Next we look for differences in the wage gap across types of firm. We divided firms in
two ways, by size and by location. Cigar firms were larger than printing firms, so to maintain
adequate number of observations we define the distinction between small and large differently
for each industry. Splitting each industry at the median, large cigar firms are those hiring more
than 90 workers, while large printing firms are those hiring more than 24 workers.
Table 9 shows the female wage penalty for wage regressions on different sub-samples of
the data. For cigar workers, the female wage penalty is systematically higher at larger firms and
at metro-firms. While the raw gender gap is higher outside of metro areas, this is entirely
explained by workers’ age and experience, and the gender gap is higher in big cities in Model 1.
The gender gap remains statistically significant at all types of firms, but women did relatively
better at small firms in non-metro areas. For compositors, the wage gap becomes insignificant at
small firms and non-metro firms. Female compositors received lower wages than men only at
certain firms.
There is also evidence that it was the larger, metro firms that offered different training
opportunities. As above, we explore both formal training through apprenticeships. Earlier we
saw that women were less likely than men to be apprenticed in both occupations. Table 10 shows
the percentage of workers apprenticed in different types of firms. In the cigar industry women
14
with less than six years of experience were always less likely than men to be apprenticed, in all
types of firms. Women with 6 to 10 years of experience were more likely than men to be
apprentices, but this is most likely due to women starting their apprenticeships later. In
compositing, women were as likely as men to be apprenticed in small firms and in non-metro
firms. It was the large, metro firms were women were less likely to be apprenticed.

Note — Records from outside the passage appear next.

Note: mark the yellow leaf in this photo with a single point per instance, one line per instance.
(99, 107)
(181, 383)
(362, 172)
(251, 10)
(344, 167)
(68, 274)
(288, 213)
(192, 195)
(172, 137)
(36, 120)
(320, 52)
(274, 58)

Small printing firms also seem to have treated men and women the same in terms of
length of apprenticeship. The tendency of female compositors to be apprenticed for shorter
periods appears in large firms but not in small firms. Figure 5 shows the percentage of workers at
each experience level who were apprentices, as in Figure 4, but separately for small and large
firms. For small firms the pattern is approximately the same for men and women. For large firms
the patterns are clearly different. While almost all males were apprentices when they began, all
of the females with less than a year of experience were not apprentices. Because we have crosssectional data we cannot say whether this pattern is the result of women working for a time
before they became apprentices, or the result of the firm hiring a number of short-term female
workers who never become apprentices but left the firm before they acquired much experience.
Another important difference is that at four years of experience few women were apprentices but
most men were. This suggests that the apprenticeship period lasted longer for men, but only at
larger firms. We find that apprenticeship looked the same for men and women at small printing
firms, and that is was only at the larger firms where we observe gender differences. These
results are consistent with the results in Table 9 which suggest that the gender gap among
compositors was entirely explained by individual characteristics at small firms and only at larger
firms do we see an unexplained gender gap.
For compositors the gender difference in training may have been due to choice. Table 7
shows that compositors who expected to spend less than seven years in the industry should have
chosen the low-training profile. Given that women had lower tenure than men, it is possible that
differences in expected tenure explain the different apprenticeship rates at large printing firms.
Among cigar workers women were less likely to be apprenticed at all firms, but firms
seem to have differed in the options they provided. Examining the wage profiles of cigar
workers we again see important differences between small and large firms. Larger firms seem to
have offered opportunities for wage growth that smaller firms did not. At least, they did for men.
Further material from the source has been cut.